The University of Chicago Magazine

December 1997

 

Look up D. Gale Johnson on University faculty rosters and here's what you'll see: "Editor, Economic Development and Cultural Change; Eliakim Hastings Moore Distinguished Service Professor Emeritus of Economics and the College, and Chairman of the Undergraduate Program in Economics." That's a mouthful for any faculty member, emeritus or otherwise, but it only hints at his stature within the University.

Allen Sanderson, a colleague in economics who co-taught the fourth-year honors seminar with Johnson for a couple of years, paints a more human portrait: "Gale is so eloquent in the classroom. He has absolute mastery and devotion to logical thinking in the application of economics. He can move easily from one topic to another, his expertise is so broad. He'll go out of his way to help a student get a paper published. He is as good a person as he is a scholar."

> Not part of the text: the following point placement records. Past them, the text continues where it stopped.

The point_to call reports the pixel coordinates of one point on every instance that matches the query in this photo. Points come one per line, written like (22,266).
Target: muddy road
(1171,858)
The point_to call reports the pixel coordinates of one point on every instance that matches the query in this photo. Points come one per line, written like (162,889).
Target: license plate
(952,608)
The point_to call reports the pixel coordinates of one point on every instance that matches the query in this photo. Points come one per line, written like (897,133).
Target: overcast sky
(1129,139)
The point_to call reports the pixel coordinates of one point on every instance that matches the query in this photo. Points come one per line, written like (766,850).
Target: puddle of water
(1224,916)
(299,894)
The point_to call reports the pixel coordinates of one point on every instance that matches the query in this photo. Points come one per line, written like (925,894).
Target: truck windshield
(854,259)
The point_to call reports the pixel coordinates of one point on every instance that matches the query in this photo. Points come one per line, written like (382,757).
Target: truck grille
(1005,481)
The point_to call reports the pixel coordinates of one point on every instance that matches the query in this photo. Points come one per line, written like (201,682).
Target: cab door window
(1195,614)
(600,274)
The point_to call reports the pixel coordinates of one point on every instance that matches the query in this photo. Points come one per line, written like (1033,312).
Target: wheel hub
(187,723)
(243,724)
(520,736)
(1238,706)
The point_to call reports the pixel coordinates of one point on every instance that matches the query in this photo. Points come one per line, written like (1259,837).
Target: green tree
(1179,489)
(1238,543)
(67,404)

Former students tend to remember their mentor almost as much for personal kindnesses as for what they learned in his classes. One former doctoral student marvels to this day that his teacher lent him the down payment for a house decades ago. Another, who came to Chicago fresh from China, recounts how Johnson arranged for him to spend several days on a brother-in-law's farm to help the newcomer understand the American way of life.

Says Justin Lin, "From other Chinese alumni, I understand that all of us received from Professor Johnson the same care, attention, advice and help in our life. Now that we are all professors ourselves, he is the model for our work."

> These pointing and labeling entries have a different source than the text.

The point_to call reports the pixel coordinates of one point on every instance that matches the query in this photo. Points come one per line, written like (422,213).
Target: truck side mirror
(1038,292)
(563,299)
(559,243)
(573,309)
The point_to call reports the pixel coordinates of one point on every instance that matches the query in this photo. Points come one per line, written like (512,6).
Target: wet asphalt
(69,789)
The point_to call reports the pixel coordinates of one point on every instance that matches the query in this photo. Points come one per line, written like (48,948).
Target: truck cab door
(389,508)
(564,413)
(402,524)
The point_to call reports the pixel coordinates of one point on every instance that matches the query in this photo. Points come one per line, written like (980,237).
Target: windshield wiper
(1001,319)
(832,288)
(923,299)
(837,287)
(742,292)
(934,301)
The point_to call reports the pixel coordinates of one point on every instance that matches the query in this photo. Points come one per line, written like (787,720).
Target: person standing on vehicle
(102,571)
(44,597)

"I love the man," says Zvi Griliches, AM'55, PhD'57, a professor of economics at Harvard who studied at Chicago in the 1950s. "When I was a student, Gale was always around and always helpful. He did important things in agricultural economics, but he was overshadowed for decades by Ted Schultz, the 1979 Nobel Laureate in economics. Gale is a private man who kept a bit of a low profile."

Sanderson finds that modesty a big part of Johnson's charm. "He has no ego. There is always a sparkle in his eye and a spring in his step. We had a birthday party for him when he turned 80, but I never think of him as anything other than 40."

Currently co-teaching the honors seminar with Johnson is Robert Lucas, AB'59, PhD'64, another of the University's Nobel laureates in economics. "That means," Sanderson says, "those lucky undergraduates are taking the course from a Nobel Prize winner and the president of the American Economic Association."

Although he now teaches only undergraduates, Johnson estimates he's served on "something like 150 Ph.D. committees" over the years. His former students can be found all over the world, many of them teaching in universities, and most of them outspoken in their admiration of him. Daniel Sumner, AM'77, PhD'78, for example, a professor of agricultural and resource economics at the University of California­Davis, calls Johnson "a giant in agricultural economics," and adds, "My respect for him grows the more my own knowledge deepens and the more I continue to learn from reading his work and listening to his current thought in seminars."

Johnson's interests don't range very far from his life's work, which he has always found fulfilling. He still engages in a robust publishing life, adding regularly to a publications list that covers some 15 pages, single spaced. The one pleasure to rival economics is his grandchildren-make that four pleasures. The youngest of the four is a 6-year-old Chinese girl whom daughter Kay Ann adopted from a Chinese orphanage for abandoned children. A professor of Asian studies and politics at Hampshire College in Amherst, Massachusetts, Kay Ann also is the mother of a 10-year-old boy. Son David, MBA'81, who works for a hospital supply business in central Pennsylvania, is the parent of a boy and a girl as well.

Johnson's wife of 50 years, Helen, died in 1990 of meningitis, a disease that usually picks on much younger victims. Until this past fall, Johnson lived in the Hyde Park house he and Helen built 40 years ago. It was a 12-minute walk to campus. The condominium he has moved into is a 22-minute walk to his book-crammed office on the fourth floor of the Social Sciences building.

It's a walk Gale Johnson continues to enjoy almost daily-when he's in Chicago. Right now he's in the thick of his duties as president-elect of the prestigious American Economic Association. In January of 1999 he'll take over as president of that body. "All the work, though, is in the first year," he says.

In March he expects to be back in Beijing, checking in with some 30 Chinese Ph.D. candidates in a special program organized by an international faculty committee for students from China's agricultural universities. Beyond that, he's already planning another China visit for next summer. And who can say where else he'll turn up before the fall 1998 quarter calls him back to the classroom?

Walton R. Collins is a free-lance writer and adjunct associate professor in the University of Notre Dame's Department of American Studies. He is the former editor of Notre Dame Magazine.